Come se non bastasse, nessuno di noi è un’isola. Supponiamo per comodità di analisi di avere almeno superato il primo scoglio; altre opportunità di intrattenimento competono con la lettura, promettendo una soddisfazione più immediata: serie televisive, film, videogiochi, e chi più ne ha… Ma consideriamo pure che ci sia un lettore, all’altro capo del canale, disposto a ricevere il nostro segnale. Viviamo comunque tutti costantemente immersi in un oceano di interferenze: il mondo intorno a noi è pieno di stimoli e disturbi, e in maniera analoga il nostro cervello non dorme mai, ma elabora in continuazione processi cognitivi potenzialmente in conflitto con l’attività della lettura, che per effetto dei tempi si è fatta sempre più frammentata. In autobus o sul treno, a casa o nel parco, ogni libro deve vedersela con decine o centinaia – nel caso migliore – di fonti di rumore che fanno di tutto per distrarre il lettore: le voci della folla, la spesa da fare, le bollette da pagare, una e-mail da leggere, un appuntamento da ricordare, una mansione da portare a termine. Come fare per vincere questa concorrenza? Sempre la teoria dell’informazione ci fornisce la nozione di codifica di canale: è il modo in cui si protegge il messaggio dal rumore, minimizzando l’equivocazione, ovvero il rischio di perdita dell’informazione. Intuitivamente, riduciamo la densità dell’informazione, introducendo ridondanza a scopo di controllo.
Possibili soluzioni di base concesse a chi scrive:
creare personaggi interessanti, con cui sia facile empatizzare (sia in termini positivi che negativi);
costruire scenari appassionanti, capaci di innescare nel lettore il senso avventuroso dell’esplorazione e della scoperta;
congegnare un intreccio coinvolgente, con cui irretire l’attenzione di chi legge (non solo attraverso la trama, ma anche attraverso il montaggio temporale dell’azione).

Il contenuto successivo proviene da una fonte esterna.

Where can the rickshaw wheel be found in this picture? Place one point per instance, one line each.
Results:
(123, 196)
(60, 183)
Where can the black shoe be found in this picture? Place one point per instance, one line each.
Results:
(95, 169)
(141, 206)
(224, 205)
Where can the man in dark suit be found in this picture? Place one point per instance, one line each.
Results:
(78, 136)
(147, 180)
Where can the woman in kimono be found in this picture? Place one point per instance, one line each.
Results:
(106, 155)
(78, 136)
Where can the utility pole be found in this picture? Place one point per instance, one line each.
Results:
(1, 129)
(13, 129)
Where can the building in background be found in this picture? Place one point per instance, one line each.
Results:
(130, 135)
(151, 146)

Sono i consigli da cui inizia ogni manuale o corso di scrittura, e sono suggerimenti di semplice buon senso: come è facile comprendere, lavorano tutti sul coinvolgimento emotivo del lettore, massimizzando la capacità di avvincerlo al testo. A un livello più avanzato, con l’esperienza, chi scrive finisce per aggiungere altri strumenti alla propria cassetta. Tra quelli a cui ricorro più di frequente posso menzionare:
modulazioni del ritmo: il cambio di passo che combina scene più concitate ad altre più riflessive;
variazioni del registro narrativo: l’operazione mimetica per cui lo stile viene tagliato sulle caratteristiche del personaggio che agisce in scena (ma anche l’inclusione di inserti non strettamente narrativi, come digressioni, estratti meta-narrativi, etc.);
alternanza del punto di vista: orchestrando i diversi personaggi per far progredire la trama;
anticipazione: seminando indizi da ricomporre in schemi significativi ai fini della storia;
Sono solo alcuni spunti, e ciascuno di essi si porta dietro la sua tara di rischi e controindicazioni. Sta alla sensibilità di chi scrive saper individuare la combinazione giusta, ma credo che basti questa veloce panoramica per dare un’idea della complessità del compito: anche se l’efficacia massima è l’obiettivo, a volte si possono tollerare dei compromessi (per esempio il sacrificio dell’immediatezza a favore della resa stilistica oppure di una soluzione particolare). Ma per riuscire nel compito non si può prescindere dalla padronanza del mestiere. Alla fine, per rischiare un paragone cinematografico, più che uno sceneggiatore solo nella sua stanza, un autore è un regista/sceneggiatore che sappia fare anche il direttore della fotografia, del montaggio e della musica. E se è vero che sono molteplici le variabili su cui può agire in autonomia, operando quello che potremmo definire un fine tuning, è anche vero che esercitare il pieno controllo su tutti questi parametri richiede delle scelte, e di fronte a questa complessità le scelte implicano la dolorosa consapevolezza di perdersi probabilmente l’occasione di dire ciò che si vuole in una maniera migliore.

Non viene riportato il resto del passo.